ZEITUNG: Manche bezeichnen Sie eher als Wettbewerbsverhinderer denn als Ermöglicher.

Ulf Böge: Diese stereotypen Vorwürfe sind falsch. In meiner Amtszeit hat das Bundeskartellamt mit seinen Entscheidungen bei weitem mehr Zuspruch als Ablehnung erfahren. Im Nachhinein hat sich bei allen wichtigen Entscheidungen gezeigt, dass unsere Beurteilungen auch von anderen wichtigen unabhängigen Entscheidungsträgern geteilt werden, wie zum Beispiel der KEK, der Kommission zur Ermittlung der Konzentration im Medienbereich. Auch die Gerichte haben sie bestätigt.

ZEITUNG: Die Entscheidungen des Bundeskartellamts sind manchmal schwer nachzuvollziehen. Was Sie in Köln genehmigten, wurde in Berlin untersagt.

Ulf Böge: Das zeigt, dass wir durchaus marktnah entscheiden. In Köln haben wir die Übernahme der Kölnischen Rundschau durch einen starken anderen örtlichen Tageszeitungsverlag, das Haus M. DuMont Schauberg, als „Sanierungsfusion“ genehmigt. Eine Nichtgenehmigung hätte wohl das Ende für die Kölnische Rundschau bedeutet. Deren Marktanteile wären dann sowieso dem Verlag DuMont zugefallen.
In Berlin hingegen ging es darum, dass eine marktbeherrschende Stellung entstanden wäre, wenn zwei der örtlichen Abo-Tageszeitungen (Berliner Zeitung, Berliner Tagesspiegel) in der Hand eines Eigentümers gelandet wären. Dies hätte einen entscheidenden Nachteil für die Abonnenten von Berliner Tageszeitungen bedeutet, da sie kaum noch Auswahlmöglichkeiten gehabt hätten.

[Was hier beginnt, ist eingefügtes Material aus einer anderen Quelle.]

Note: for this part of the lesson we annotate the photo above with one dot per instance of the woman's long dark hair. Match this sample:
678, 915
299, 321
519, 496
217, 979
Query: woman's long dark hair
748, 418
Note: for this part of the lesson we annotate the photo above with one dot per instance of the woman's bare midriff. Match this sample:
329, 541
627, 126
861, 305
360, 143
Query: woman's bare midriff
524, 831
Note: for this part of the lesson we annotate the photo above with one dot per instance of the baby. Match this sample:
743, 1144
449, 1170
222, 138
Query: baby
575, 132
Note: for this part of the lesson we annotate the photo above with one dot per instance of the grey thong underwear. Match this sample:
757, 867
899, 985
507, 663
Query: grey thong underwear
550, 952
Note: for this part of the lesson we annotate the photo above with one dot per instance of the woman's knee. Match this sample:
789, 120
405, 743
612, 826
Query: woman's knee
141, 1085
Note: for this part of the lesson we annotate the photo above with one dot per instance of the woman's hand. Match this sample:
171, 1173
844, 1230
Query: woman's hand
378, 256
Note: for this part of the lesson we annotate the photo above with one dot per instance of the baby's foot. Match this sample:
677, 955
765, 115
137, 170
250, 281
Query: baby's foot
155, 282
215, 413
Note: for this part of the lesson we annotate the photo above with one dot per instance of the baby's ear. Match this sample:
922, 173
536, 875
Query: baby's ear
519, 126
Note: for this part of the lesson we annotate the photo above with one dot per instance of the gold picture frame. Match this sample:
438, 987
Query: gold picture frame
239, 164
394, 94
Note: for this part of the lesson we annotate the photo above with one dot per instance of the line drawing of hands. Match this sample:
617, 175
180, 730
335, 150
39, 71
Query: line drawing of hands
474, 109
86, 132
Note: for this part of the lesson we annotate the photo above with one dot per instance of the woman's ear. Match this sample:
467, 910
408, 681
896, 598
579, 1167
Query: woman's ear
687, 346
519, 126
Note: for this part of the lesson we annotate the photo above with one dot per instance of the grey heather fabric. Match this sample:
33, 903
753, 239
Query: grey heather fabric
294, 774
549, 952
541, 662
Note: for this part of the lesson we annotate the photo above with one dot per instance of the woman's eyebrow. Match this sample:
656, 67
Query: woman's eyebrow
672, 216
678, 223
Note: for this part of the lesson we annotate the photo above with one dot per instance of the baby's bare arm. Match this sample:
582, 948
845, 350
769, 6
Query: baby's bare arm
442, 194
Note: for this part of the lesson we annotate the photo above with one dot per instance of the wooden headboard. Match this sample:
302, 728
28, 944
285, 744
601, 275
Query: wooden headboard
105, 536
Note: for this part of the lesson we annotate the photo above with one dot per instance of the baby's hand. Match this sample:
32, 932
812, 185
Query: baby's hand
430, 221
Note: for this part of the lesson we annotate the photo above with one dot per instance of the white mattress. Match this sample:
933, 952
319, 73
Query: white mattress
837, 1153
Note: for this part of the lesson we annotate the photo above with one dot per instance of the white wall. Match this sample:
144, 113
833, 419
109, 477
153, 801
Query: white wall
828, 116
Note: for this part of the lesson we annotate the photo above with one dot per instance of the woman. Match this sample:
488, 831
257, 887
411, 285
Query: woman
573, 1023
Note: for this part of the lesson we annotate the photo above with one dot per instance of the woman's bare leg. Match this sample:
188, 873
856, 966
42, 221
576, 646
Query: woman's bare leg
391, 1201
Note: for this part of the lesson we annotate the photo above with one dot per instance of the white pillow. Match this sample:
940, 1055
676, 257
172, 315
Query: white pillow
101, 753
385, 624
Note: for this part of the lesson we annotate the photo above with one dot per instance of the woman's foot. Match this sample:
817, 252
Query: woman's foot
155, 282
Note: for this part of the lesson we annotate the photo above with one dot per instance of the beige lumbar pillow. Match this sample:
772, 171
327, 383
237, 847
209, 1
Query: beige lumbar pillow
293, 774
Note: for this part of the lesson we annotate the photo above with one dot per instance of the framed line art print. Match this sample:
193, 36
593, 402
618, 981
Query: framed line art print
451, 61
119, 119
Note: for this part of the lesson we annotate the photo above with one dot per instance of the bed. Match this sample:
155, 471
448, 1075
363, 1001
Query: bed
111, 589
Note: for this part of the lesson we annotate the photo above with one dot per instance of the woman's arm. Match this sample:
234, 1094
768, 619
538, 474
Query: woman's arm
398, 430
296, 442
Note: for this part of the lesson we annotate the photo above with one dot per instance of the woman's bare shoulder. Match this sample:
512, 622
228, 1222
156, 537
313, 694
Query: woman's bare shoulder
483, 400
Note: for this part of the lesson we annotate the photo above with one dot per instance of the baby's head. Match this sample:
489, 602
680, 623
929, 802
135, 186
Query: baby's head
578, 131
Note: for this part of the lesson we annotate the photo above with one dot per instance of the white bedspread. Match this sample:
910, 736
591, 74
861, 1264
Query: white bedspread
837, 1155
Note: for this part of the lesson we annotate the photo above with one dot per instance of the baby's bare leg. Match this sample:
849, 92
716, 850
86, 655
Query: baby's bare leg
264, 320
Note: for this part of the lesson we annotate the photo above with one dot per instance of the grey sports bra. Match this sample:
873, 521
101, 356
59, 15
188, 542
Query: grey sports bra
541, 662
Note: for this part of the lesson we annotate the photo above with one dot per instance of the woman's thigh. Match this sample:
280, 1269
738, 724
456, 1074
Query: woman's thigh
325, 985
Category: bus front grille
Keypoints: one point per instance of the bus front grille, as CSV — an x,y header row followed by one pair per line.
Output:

ZEITUNG: In Ihrer Amtszeit wurden immer wieder bis dahin kaum gekannte Argumente für Entscheidungen angeführt. Zum Beispiel dass der Verkauf von Anzeigenraum für eine nationale Tageszeitung mit dem potentiellen Verkauf von Fernseh-Werbezeit wettbewerbsrechtlich summiert betrachtet wird.

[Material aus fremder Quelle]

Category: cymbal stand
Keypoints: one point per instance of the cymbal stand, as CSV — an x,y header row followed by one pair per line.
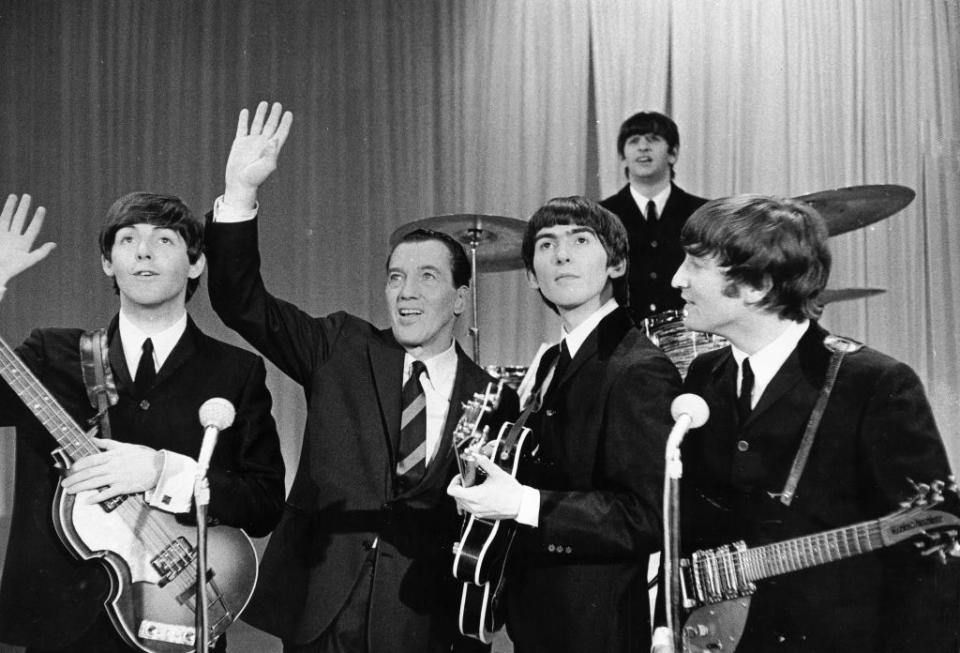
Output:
x,y
475,238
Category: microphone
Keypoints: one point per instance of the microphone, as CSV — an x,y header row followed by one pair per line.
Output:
x,y
215,415
689,411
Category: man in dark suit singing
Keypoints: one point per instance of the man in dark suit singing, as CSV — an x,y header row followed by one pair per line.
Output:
x,y
362,558
587,500
653,209
754,266
161,369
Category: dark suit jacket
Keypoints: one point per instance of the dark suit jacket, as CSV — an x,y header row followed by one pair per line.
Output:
x,y
343,498
47,598
877,432
578,582
655,252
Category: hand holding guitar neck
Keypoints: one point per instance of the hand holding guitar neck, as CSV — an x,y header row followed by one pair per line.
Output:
x,y
16,242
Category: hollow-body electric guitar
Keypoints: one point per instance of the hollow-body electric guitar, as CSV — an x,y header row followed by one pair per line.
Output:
x,y
149,556
480,557
717,584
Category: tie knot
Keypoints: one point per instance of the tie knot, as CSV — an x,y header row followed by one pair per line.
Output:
x,y
651,210
417,368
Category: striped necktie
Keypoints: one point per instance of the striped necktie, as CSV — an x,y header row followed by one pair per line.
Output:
x,y
412,452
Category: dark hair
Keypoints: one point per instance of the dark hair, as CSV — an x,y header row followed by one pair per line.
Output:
x,y
759,237
649,122
582,212
459,263
164,211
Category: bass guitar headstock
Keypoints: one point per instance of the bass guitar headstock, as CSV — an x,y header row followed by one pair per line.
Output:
x,y
468,434
930,519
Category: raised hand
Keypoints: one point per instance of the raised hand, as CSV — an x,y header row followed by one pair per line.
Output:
x,y
16,242
253,156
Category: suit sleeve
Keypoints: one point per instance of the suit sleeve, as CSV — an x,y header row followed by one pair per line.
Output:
x,y
290,338
247,472
622,516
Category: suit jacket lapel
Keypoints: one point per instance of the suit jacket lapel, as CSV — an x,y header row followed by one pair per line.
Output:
x,y
386,364
118,362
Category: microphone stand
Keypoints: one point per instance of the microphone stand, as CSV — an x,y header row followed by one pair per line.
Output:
x,y
201,493
671,536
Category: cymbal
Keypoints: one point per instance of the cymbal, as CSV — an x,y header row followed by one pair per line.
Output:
x,y
496,238
830,295
846,209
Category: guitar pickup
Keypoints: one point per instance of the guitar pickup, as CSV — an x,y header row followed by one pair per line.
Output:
x,y
174,558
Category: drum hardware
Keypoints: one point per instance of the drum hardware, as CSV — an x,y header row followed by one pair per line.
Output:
x,y
832,295
846,209
494,244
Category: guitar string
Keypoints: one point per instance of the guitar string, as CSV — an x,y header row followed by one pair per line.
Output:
x,y
153,533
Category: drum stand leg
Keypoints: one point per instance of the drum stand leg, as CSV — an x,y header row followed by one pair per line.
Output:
x,y
475,327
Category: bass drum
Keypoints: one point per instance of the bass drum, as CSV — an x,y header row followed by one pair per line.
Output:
x,y
666,330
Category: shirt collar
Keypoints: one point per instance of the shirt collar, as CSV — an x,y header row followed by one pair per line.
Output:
x,y
132,338
578,336
660,199
441,368
768,361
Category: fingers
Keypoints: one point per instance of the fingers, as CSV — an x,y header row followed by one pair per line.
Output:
x,y
256,127
20,217
7,212
242,123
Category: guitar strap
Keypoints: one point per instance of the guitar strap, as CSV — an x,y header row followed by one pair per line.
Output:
x,y
839,347
98,377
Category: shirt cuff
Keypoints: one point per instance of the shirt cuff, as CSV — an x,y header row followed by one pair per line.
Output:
x,y
223,212
528,513
174,489
661,637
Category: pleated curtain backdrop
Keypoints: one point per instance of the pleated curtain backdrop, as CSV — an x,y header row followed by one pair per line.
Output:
x,y
406,110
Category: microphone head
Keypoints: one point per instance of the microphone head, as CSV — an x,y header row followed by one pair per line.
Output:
x,y
692,405
217,412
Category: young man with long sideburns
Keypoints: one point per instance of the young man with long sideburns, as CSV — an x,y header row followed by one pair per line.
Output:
x,y
152,247
588,499
753,269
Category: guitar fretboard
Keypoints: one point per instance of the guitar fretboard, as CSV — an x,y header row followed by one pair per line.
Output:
x,y
75,442
809,551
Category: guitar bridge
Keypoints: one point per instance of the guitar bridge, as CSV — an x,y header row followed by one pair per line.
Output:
x,y
174,558
715,575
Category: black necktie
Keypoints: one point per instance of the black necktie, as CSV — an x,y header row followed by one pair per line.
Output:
x,y
412,453
651,211
746,391
146,371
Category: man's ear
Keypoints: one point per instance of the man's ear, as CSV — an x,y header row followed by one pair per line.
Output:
x,y
532,280
460,303
618,270
754,294
198,266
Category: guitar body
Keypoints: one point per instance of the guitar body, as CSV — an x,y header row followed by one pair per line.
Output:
x,y
480,557
716,627
151,562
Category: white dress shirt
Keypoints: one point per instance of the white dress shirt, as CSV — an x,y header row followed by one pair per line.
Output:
x,y
174,489
437,385
528,513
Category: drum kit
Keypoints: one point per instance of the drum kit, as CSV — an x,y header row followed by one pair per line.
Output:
x,y
493,243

Ulf Böge: Sie sprechen von der im Jahr 2005 angestrebten Übernahme des Fernsehkonzerns ProSiebenSat.1 Media AG durch die Axel Springer AG, in der ja auch ZEITUNG erscheint. Das Bundeskartellamt musste in der Entscheidung in der Tat erstmals sogenannte crossmediale Effekte beachten. Selbstverständlich muss bei einer wettbewerblichen Beurteilung der Fusion sowohl der Verkauf von Anzeigen- als auch der Werbesendezeit beurteilt werden. Daraus kann sich gerade gegenüber Werbungtreibenden natürlich eine entscheidende Veränderung ergeben.

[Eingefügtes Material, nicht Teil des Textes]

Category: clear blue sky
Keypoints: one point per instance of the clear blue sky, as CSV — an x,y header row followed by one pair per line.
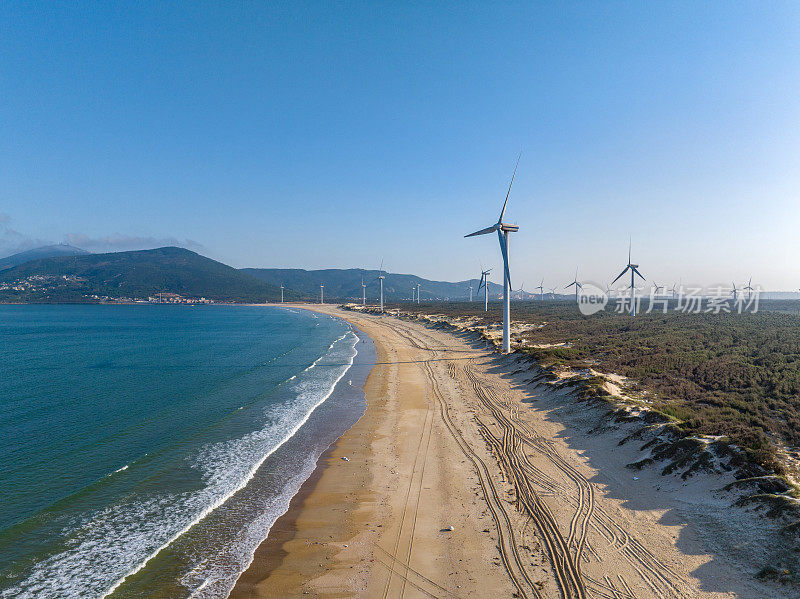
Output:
x,y
334,134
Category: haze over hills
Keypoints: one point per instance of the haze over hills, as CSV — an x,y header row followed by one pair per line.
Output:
x,y
135,274
46,251
346,284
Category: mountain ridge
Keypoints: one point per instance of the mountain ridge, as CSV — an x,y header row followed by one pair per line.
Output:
x,y
135,274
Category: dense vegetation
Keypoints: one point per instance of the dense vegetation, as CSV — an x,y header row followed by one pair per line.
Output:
x,y
137,274
46,251
736,375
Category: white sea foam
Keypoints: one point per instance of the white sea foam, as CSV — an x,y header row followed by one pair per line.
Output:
x,y
112,544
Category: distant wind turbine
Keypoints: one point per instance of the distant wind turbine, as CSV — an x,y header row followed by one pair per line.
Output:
x,y
578,286
503,231
634,268
749,288
485,284
380,278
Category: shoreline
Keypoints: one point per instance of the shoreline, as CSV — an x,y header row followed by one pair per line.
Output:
x,y
457,454
269,553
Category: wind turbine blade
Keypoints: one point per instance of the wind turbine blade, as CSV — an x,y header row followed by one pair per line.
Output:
x,y
508,193
485,231
504,249
620,275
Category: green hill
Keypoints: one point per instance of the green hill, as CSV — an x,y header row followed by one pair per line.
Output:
x,y
135,275
346,284
46,251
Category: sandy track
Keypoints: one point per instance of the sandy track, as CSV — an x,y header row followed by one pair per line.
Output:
x,y
452,437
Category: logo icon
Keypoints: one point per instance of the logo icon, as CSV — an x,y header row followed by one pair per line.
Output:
x,y
591,299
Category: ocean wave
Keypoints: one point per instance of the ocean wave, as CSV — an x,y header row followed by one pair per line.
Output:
x,y
110,545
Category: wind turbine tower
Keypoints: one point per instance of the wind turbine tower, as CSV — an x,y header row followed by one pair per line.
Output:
x,y
749,288
380,278
634,268
503,231
578,285
485,284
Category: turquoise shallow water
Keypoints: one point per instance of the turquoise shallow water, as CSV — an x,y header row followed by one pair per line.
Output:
x,y
146,450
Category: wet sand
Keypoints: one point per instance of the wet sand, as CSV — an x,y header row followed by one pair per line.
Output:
x,y
455,436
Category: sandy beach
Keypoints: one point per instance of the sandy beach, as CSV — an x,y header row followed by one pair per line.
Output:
x,y
465,479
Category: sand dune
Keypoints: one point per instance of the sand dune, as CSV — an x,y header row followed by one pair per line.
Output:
x,y
537,494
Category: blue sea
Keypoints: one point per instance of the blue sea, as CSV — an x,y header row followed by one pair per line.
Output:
x,y
145,451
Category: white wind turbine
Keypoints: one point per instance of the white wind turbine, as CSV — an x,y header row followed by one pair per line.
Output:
x,y
485,284
578,285
749,288
634,268
503,230
381,277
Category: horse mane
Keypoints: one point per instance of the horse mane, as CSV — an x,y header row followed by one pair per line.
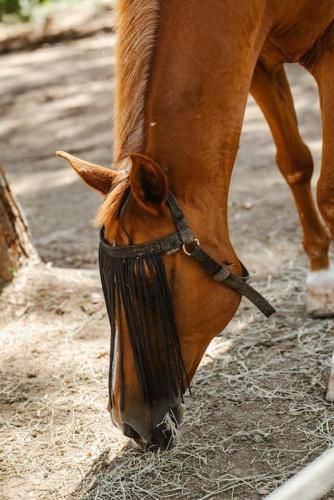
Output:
x,y
137,25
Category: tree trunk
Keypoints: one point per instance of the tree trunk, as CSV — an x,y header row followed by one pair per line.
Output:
x,y
15,240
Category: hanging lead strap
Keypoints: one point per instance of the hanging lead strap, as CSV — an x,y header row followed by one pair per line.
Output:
x,y
219,272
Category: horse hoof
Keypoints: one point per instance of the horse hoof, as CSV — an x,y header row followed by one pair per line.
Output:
x,y
320,293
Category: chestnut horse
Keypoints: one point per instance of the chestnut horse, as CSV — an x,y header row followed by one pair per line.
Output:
x,y
183,73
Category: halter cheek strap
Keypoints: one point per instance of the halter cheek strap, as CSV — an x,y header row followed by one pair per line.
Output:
x,y
219,272
185,239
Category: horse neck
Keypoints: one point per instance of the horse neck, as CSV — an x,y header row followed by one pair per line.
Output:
x,y
195,101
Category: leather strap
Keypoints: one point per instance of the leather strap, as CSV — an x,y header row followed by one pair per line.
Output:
x,y
185,238
219,272
167,244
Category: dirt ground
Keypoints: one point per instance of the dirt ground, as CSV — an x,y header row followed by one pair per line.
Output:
x,y
258,411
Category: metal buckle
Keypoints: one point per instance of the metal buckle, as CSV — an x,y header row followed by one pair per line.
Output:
x,y
184,246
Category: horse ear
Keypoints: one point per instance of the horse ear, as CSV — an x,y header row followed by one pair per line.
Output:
x,y
99,178
149,184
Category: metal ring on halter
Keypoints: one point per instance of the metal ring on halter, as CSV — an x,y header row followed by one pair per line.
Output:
x,y
184,246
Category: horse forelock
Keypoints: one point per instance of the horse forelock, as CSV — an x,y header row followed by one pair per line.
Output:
x,y
137,30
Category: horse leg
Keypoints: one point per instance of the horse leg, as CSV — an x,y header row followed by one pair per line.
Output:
x,y
323,71
271,90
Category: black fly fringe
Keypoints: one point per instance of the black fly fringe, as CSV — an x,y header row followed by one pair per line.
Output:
x,y
138,298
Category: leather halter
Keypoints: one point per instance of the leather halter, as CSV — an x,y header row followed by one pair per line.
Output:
x,y
185,239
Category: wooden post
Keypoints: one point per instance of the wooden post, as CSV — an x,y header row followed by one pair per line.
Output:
x,y
311,483
15,241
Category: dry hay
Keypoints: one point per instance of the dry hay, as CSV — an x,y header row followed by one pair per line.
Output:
x,y
257,416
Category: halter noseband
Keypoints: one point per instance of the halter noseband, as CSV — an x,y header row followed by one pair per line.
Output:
x,y
185,239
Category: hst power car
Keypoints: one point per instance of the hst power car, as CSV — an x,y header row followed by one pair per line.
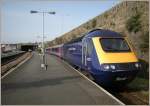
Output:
x,y
106,55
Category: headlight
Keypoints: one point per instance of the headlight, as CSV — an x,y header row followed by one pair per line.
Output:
x,y
106,67
137,65
113,67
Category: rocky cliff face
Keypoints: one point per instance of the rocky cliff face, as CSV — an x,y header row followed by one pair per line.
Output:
x,y
131,18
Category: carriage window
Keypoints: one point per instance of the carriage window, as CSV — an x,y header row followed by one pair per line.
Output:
x,y
114,44
89,47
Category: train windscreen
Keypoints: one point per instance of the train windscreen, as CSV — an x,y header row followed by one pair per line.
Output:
x,y
114,45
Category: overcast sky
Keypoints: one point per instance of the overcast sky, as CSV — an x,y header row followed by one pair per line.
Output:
x,y
20,26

ZEITUNG: Die Macht der EU nimmt von Jahr zu Jahr zu. Der ehemalige Bundespräsident Roman Herzog mahnt an, die EU endlich auf demokratische Beine zu stellen, andernfalls bedeute sie das Ende der Demokratie auch in Deutschland da schon jetzt 84 Prozent der Gesetze von der EU vorgegeben werden. Wann sehen Sie das Ende für das Wirken des Bundeskartellamts?

Ulf Böge: Das Bundeskartellamt wird nächstes Jahr sein 50jähriges Bestehen feiern und auch weiterhin eine zentrale Rolle bei der Durchsetzung des Wettbewerbsprinzips in Deutschland wie in Europa spielen. 1990 ist zwar neben der nationalen Fusionskontrolle auch die europäische eingeführt worden. Hier haben wir aber eine klare Aufgabenteilung mit der Europäischen Kommission, die sich auch rückblickend als funktionsfähig erwiesen hat. Wenn ein Umsatz von mindestens 5 Mrd. Euro erreicht wird, wird die Fusionskontrolle im Prinzip in Brüssel vorgenommen. Aber wenn Zwei Drittel der Umsätze auf nationalen Märkten erzielt werden, soll die Fusionskontrolle durch die Behörde des jeweiligen Landes geschehen. Ich bin dafür, dass das auch künftig so bleibt.

ZEITUNG: Die Globalisierung bringt es zunehmend mit sich, dass deutsche Medienkonzerne über Beteiligungen an ausländischen Unternehmen, die in Deutschland aktiv sind, ihre Wettbewerbsposition auf diesem Umweg national ausbauen können.

Ulf Böge: Der Versuch würde scheitern, wenn er als Umgehung der nationalen Fusionskontrolle geplant wäre. Die Mitarbeiter im Amt sind für solche Versuche sensibilisiert.

ZEITUNG: Herr Böge, was ist Ihr Wunsch für die zukünftige Medienregulierung? Alles paletti oder muss einiges geändert werden?

Ulf Böge: Die vergangenen Jahre haben gezeigt, dass die bestehende Pressefusionskontrolle funktioniert, um eine unerwünschte Konzentration zu verhindern, ohne sinnvollen Strukturveränderungen oder Kooperationen im Wege zu stehen. Änderungsbedarf sehe ich eher in anderen Sektoren – wie z.B. im Energiebereich.